I messed around with it for a while, and concluded a few things:

  1. Adding the new dependency was all it took to break Spring MVC and take down my web service.
  2. Spring is trying to integrate with GlashFish, because the stack trace includes this:

    at org.springframework.jndi.JndiTemplate.lambda$lookup$0(JndiTemplate.java:157) at org.springframework.jndi.JndiTemplate.execute(JndiTemplate.java:92) at org.springframework.jndi.JndiTemplate.lookup(JndiTemplate.java:157) at org.springframework.jndi.JndiTemplate.lookup(JndiTemplate.java:179)

  3. Spring is completely ignoring my Bean and using the default GlassFish InitialContext, because the port number in the logs is still 3700, the default for GlassFish, but I specified 8048.

Spring is somehow detecting the client module and periodically attempting to connect to Glassfish. The problem is that I have absolutely no idea how to tell Spring to use my custom InitialContext properties.

I looked all over the web for a solution. Most of the similar questions were not asked very well, and received no answers, and others were specifically about the DataSource, which is too specific for me, as I am trying to put the entire Service layer on a Jakarta EE server.

Nevermind. I just figured out what to do. If you look in the stack trace, it is starting at the beginning of the Spring Boot app: SpringApplication.run(App.class, args);

Spring Boot is literally initializing the GlassFish AppClient inside it's own initialization. That much was clear when I wrote this question.

It turns out the only way to do this is to put the same properties from the InitialContext inside the System Properties like this:

@SuppressWarnings("unused")
private static ApplicationContext applicationContext;
public static void main( String[] args ) throws NamingException
{
    Properties props = System.getProperties();   
    jndiProps.put(Context.INITIAL_CONTEXT_FACTORY,
        "com.sun.enterprise.naming.impl.SerialInitContextFactory");
    jndiProps.put(Context.STATE_FACTORIES,
        "com.sun.corba.ee.impl.presentation.rmi.JNDIStateFactoryImpl");
    jndiProps.put(Context.URL_PKG_PREFIXES, "com.sun.enterprise.naming");
    jndiProps.put("org.omg.CORBA.ORBInitialHost", "localhost");
       // optional.  Defaults to 3700.  Only needed if target orb port is not 3700.
    jndiProps.put("org.omg.CORBA.ORBInitialPort", "8037");
    System.setProperties(props);
    applicationContext = SpringApplication.run(App.class, args);
}

You must take the initial System properties first and add to it, before overwriting the System properties with the new set of properties, or you will break the whole thing.

It must also be done before running the SpringApplication, because that is where the initialization is happening.
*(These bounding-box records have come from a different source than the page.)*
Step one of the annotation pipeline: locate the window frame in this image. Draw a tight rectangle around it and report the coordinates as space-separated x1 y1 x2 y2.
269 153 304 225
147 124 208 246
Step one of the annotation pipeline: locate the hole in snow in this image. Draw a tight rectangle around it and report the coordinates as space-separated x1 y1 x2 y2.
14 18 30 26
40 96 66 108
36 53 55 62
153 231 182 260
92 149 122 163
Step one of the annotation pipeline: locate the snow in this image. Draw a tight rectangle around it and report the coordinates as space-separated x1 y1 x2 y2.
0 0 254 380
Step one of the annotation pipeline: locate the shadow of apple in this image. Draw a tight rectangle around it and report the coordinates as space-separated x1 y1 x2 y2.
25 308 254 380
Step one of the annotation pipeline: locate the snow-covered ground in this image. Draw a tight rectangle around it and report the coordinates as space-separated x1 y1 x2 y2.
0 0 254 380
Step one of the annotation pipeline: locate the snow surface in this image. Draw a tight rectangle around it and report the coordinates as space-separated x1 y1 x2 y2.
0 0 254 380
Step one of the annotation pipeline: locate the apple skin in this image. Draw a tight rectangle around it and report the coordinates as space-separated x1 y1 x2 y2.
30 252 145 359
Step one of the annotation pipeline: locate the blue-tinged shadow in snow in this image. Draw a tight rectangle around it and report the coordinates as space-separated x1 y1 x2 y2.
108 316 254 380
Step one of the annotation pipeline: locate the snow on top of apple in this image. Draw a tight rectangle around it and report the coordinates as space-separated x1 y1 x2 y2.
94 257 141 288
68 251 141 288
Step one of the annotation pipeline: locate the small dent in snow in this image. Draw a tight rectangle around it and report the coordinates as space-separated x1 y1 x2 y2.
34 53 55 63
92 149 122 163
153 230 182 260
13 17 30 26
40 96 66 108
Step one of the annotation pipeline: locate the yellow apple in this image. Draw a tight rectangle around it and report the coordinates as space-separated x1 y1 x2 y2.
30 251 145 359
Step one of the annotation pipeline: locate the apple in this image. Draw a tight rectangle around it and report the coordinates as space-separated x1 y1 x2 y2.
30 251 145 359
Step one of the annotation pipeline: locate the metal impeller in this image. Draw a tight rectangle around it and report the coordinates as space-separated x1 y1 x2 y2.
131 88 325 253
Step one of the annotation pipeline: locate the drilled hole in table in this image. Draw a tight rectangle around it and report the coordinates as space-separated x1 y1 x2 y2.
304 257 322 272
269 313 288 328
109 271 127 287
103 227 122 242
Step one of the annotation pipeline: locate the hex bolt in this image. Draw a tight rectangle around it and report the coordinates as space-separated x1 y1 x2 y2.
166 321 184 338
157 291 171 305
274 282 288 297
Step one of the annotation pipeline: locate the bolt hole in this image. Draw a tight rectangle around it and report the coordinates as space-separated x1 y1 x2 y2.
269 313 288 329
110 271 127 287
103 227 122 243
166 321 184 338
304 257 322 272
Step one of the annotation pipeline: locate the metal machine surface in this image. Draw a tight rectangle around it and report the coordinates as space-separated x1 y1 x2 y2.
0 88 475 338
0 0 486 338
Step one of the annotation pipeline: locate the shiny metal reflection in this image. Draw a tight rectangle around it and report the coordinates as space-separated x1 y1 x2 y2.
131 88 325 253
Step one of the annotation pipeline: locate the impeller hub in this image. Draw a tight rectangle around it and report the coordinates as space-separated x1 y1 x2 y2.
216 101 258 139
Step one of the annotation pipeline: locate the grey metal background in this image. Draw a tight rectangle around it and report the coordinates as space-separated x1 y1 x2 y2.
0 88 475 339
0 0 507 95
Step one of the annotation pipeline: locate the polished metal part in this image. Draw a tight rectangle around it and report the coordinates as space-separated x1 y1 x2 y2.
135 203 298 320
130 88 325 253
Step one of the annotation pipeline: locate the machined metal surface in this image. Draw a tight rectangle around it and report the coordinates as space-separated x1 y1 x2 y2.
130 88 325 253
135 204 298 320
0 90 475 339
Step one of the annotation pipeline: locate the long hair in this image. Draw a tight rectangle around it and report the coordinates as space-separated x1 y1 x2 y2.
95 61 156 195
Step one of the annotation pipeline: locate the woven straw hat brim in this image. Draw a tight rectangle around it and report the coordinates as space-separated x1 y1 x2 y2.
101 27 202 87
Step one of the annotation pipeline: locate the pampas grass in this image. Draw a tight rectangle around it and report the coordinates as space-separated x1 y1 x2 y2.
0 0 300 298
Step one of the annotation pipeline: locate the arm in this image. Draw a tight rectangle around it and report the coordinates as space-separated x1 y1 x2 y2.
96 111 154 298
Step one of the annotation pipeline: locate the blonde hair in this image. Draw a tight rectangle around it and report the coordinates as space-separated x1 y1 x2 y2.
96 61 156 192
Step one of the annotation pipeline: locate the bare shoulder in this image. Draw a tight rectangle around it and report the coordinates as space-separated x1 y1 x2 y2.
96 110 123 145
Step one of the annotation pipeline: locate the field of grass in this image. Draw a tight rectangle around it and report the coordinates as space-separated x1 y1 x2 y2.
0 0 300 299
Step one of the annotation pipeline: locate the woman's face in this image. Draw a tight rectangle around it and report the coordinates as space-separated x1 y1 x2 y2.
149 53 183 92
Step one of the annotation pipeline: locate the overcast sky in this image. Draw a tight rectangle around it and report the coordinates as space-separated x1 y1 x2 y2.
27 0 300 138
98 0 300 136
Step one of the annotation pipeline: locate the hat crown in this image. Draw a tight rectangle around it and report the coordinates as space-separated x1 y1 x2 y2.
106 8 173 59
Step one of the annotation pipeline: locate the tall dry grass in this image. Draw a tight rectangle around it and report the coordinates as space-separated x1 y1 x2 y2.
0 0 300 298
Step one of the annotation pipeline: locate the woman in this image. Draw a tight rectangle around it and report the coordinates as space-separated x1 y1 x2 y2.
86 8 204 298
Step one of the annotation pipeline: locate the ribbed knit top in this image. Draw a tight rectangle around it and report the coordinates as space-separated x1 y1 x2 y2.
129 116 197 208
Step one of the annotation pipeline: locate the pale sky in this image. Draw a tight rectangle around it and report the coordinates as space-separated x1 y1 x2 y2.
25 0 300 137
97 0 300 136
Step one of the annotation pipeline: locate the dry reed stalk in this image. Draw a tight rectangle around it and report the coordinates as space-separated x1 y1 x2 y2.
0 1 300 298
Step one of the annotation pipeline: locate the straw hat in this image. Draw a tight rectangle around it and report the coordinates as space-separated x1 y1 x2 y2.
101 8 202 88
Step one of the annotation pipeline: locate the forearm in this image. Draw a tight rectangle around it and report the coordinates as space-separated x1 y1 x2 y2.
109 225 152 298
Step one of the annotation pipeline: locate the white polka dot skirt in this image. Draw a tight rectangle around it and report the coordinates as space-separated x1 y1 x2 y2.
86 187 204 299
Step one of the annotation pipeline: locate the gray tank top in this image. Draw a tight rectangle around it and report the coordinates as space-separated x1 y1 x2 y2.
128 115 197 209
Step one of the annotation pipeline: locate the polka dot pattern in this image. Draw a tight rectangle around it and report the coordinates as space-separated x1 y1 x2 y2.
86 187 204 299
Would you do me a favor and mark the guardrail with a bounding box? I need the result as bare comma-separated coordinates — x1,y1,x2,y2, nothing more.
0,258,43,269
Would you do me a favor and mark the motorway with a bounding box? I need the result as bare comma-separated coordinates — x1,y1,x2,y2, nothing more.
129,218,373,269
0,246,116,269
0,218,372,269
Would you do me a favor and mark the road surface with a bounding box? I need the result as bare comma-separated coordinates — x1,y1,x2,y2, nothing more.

The very last thing I had to do was move the aforementioned GlassFish AppClient underneath all of the Spring dependencies in the pom.xml. Having it near the top was creating a NoClassDefFoundError for a Connector class that I think was in the Tomcat server itself.

<dependency>
  <groupId>org.glassfish.main.appclient</groupId>
  <artifactId>gf-client</artifactId>
  <version>5.1.0</version>
</dependency>

After that I opened my webpage and the test text created inside the EJB Singleton living on my GlassFish server was passed through my Spring Boot client and into my browser. Proving the system works as expected.